The precious collection of the EPFL Library shines through three major qualities:
- Plurilingualism: in addition to Latin books, the precious collection also includes many books published in French, German, Italian or English.
- Scientific palette: the various sciences and techniques are all represented in the old collection of EPFL and most of the time by the best authors. Swiss scientists also play their part, from Jean-Pierre de Crousaz to Simon Lhuilier and Loys de Chesaux to Develey, as well as the great mathematicians Daniel and Johann Bernoulli.
- Iconographic richness: EPFL's collection is particularly rich in natural history books, architecture and urban planning, military art and fortification, land and maritime engineering, including many superb boards (often folding) that are often in excellent condition.

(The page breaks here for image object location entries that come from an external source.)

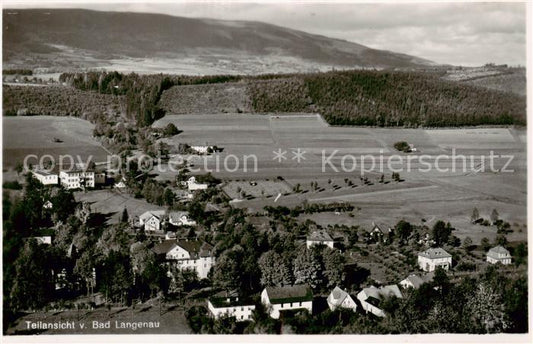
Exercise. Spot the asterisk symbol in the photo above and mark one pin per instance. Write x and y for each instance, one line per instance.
(279, 155)
(298, 155)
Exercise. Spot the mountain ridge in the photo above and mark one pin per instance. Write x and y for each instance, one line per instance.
(88, 36)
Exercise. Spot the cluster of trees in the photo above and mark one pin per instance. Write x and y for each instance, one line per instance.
(384, 98)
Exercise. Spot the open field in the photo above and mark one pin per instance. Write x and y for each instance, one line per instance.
(35, 135)
(427, 195)
(111, 203)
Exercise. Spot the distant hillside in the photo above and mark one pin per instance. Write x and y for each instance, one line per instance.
(66, 38)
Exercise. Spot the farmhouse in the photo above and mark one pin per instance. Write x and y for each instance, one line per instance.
(412, 281)
(180, 218)
(338, 298)
(230, 304)
(192, 185)
(77, 177)
(46, 178)
(152, 221)
(371, 298)
(202, 149)
(432, 258)
(499, 254)
(319, 238)
(278, 299)
(188, 254)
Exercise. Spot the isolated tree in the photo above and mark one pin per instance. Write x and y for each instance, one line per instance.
(494, 216)
(307, 267)
(333, 267)
(487, 310)
(467, 243)
(441, 232)
(274, 271)
(125, 217)
(475, 215)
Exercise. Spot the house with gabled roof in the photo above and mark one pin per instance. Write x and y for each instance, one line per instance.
(499, 254)
(432, 258)
(319, 237)
(279, 299)
(371, 297)
(152, 220)
(180, 218)
(339, 298)
(231, 305)
(194, 255)
(412, 281)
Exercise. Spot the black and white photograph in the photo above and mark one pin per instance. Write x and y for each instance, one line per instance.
(265, 170)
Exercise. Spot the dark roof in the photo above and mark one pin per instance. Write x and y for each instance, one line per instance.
(164, 247)
(296, 293)
(434, 253)
(224, 299)
(196, 248)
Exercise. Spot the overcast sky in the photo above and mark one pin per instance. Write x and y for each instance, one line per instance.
(455, 33)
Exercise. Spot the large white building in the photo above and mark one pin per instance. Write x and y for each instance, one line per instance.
(319, 237)
(194, 255)
(499, 254)
(77, 178)
(432, 258)
(46, 178)
(230, 305)
(338, 298)
(278, 299)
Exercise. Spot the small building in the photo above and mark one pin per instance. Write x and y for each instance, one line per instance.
(192, 185)
(412, 281)
(499, 254)
(194, 255)
(339, 298)
(45, 177)
(153, 220)
(231, 305)
(371, 297)
(180, 218)
(432, 258)
(278, 299)
(319, 237)
(202, 149)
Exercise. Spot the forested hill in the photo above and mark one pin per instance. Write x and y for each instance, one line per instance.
(367, 98)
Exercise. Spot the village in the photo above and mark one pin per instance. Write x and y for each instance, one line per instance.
(190, 244)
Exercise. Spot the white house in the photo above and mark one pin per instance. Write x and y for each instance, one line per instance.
(319, 238)
(371, 298)
(76, 178)
(180, 218)
(192, 185)
(499, 254)
(278, 299)
(230, 305)
(432, 258)
(412, 281)
(152, 221)
(188, 254)
(202, 149)
(46, 178)
(338, 298)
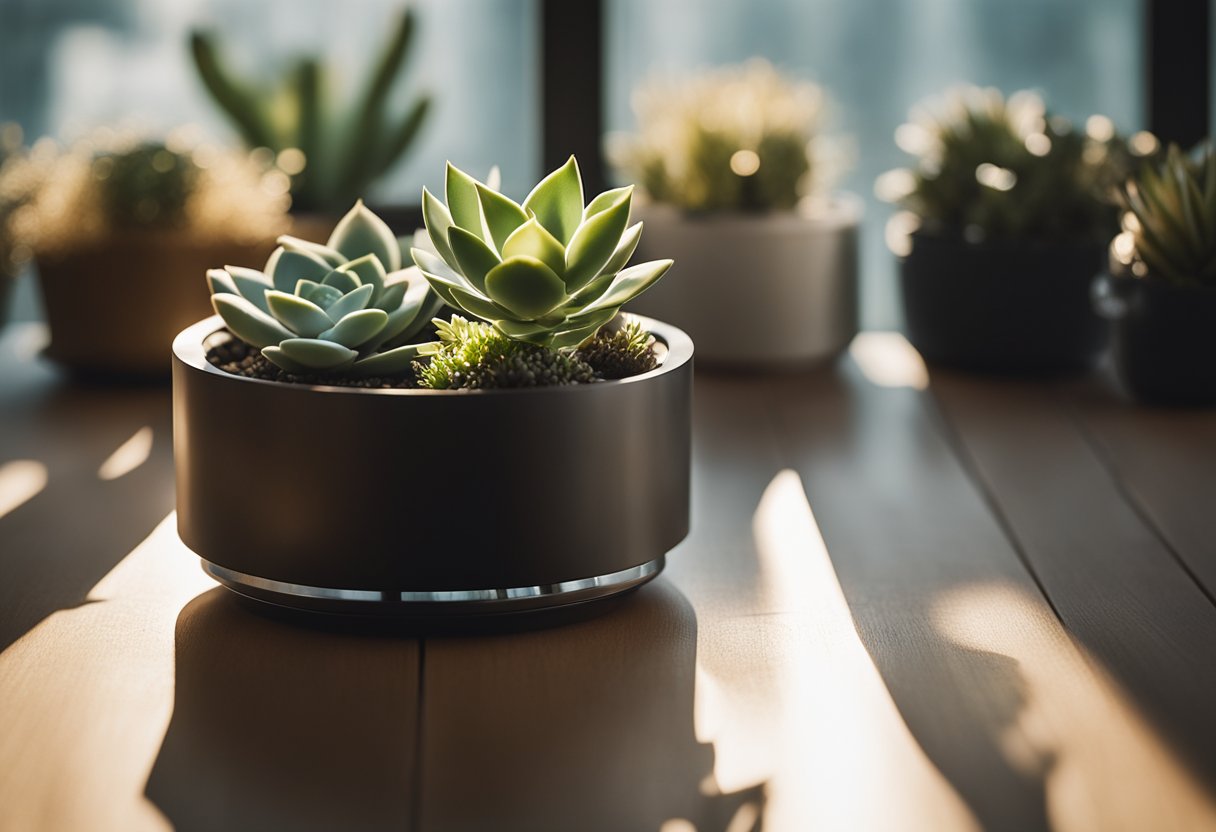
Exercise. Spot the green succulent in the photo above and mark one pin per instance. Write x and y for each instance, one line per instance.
(550, 271)
(345, 305)
(146, 186)
(292, 114)
(473, 354)
(1174, 234)
(1005, 168)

Although this precious collection is relatively small in size, it has an undeniable interest. The main objective of the EPFL Library is to qualitatively complete the digital heritage already accessible online and to justify the interest of digitization, the selection of documents to be digitized is based on three main criteria:
- there is no accessible digitization of the work in question;
- a digitization exists, but its quality is not optimal (missing image, truncated text, etc.);
- a digitization exists, but the texts contained have not been transcribed by OCR or, if they have been, the processing quality is not satisfactory (shift of the OCR layer with respect to the image).
PLUME is intended to be enriched over time and to welcome new digitized works.